Fig. 3: Classification of the human E3 ligome.
Unrooted hierarchical tree computed using the optimized emergent distance metric DPQ (scaled branch lengths). The RBR (purple), HECT (orange), and RING classes (blue/green/yellow) are partitioned at h = 0.25 into 1, 2, and 10 families, respectively. Each cluster is defined by shared sequence, domain-architectural (mapped), structural, and functional elements. Boxes show family information, i.e., family name, size, and subfamilies, with representative examples. Grey-filled circles denote bifurcation nodes with ≥ 95% bootstrap support, and * denotes families with a few class-level outliers (3/13).

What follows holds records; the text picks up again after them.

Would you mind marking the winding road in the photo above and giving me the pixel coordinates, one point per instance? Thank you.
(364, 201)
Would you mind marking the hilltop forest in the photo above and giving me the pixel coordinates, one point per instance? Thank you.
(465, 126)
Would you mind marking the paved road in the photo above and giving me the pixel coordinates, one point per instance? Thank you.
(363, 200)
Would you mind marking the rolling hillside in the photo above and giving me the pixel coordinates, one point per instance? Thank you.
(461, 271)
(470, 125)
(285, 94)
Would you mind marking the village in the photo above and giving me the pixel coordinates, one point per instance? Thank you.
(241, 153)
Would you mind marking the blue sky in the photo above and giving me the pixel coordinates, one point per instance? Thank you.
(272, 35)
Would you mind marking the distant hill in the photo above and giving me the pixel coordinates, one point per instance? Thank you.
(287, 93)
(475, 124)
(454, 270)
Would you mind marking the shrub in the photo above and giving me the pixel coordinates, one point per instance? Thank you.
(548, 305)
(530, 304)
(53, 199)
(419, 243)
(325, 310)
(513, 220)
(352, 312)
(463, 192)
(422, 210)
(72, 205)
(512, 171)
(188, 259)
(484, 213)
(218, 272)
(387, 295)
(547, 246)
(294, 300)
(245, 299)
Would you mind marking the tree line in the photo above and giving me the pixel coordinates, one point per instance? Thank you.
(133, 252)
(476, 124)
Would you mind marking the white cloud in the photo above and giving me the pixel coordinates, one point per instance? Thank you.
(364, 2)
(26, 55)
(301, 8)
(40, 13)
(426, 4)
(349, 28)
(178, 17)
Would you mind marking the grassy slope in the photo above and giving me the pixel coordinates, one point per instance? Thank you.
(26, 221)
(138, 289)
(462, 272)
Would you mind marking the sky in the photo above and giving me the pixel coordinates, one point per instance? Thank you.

We identified thirteen distinct clusters or E3 families (h = 0.25). At the class level, the E3 ligome is well segregated into ten RING families (Fig. 3, blue to green colors; clockwise arrangement from RING1 to RING10), two HECT (Fig. 3, top-branch; orange), and one RBR family (Fig. 3, bottom-branch; purple). Each E3 family is subdivided into one or more subfamilies (Fig. 3, boxes) with distinct patterns. Mapping domain architecture information onto the individual leaves aids recognition of well-preserved sequence and domain features, consistent with family and subfamily grouping, a pattern more evident in the unscaled circular dendrogram of the E3 ligome (Supplementary Fig. 4a). Further, few heterogeneous families are grouped more closely and emerge from single branches (bootstrap support ≈ 90−95%; Supplementary Fig. 4b) hinting at divergence of plausible superfamilies: (i) RBR and RING1–3 branch (small E3s), (ii) RING7–9 branch (medium E3s), and (iii) HECT2–RING10 branch (large E3s). This organization stems from the central node that bifurcates the E3 ligome into two groups characterized by average protein size (Fig. 3). The bottom branch displays six families with smaller E3s, while the top branch groups seven larger E3 families.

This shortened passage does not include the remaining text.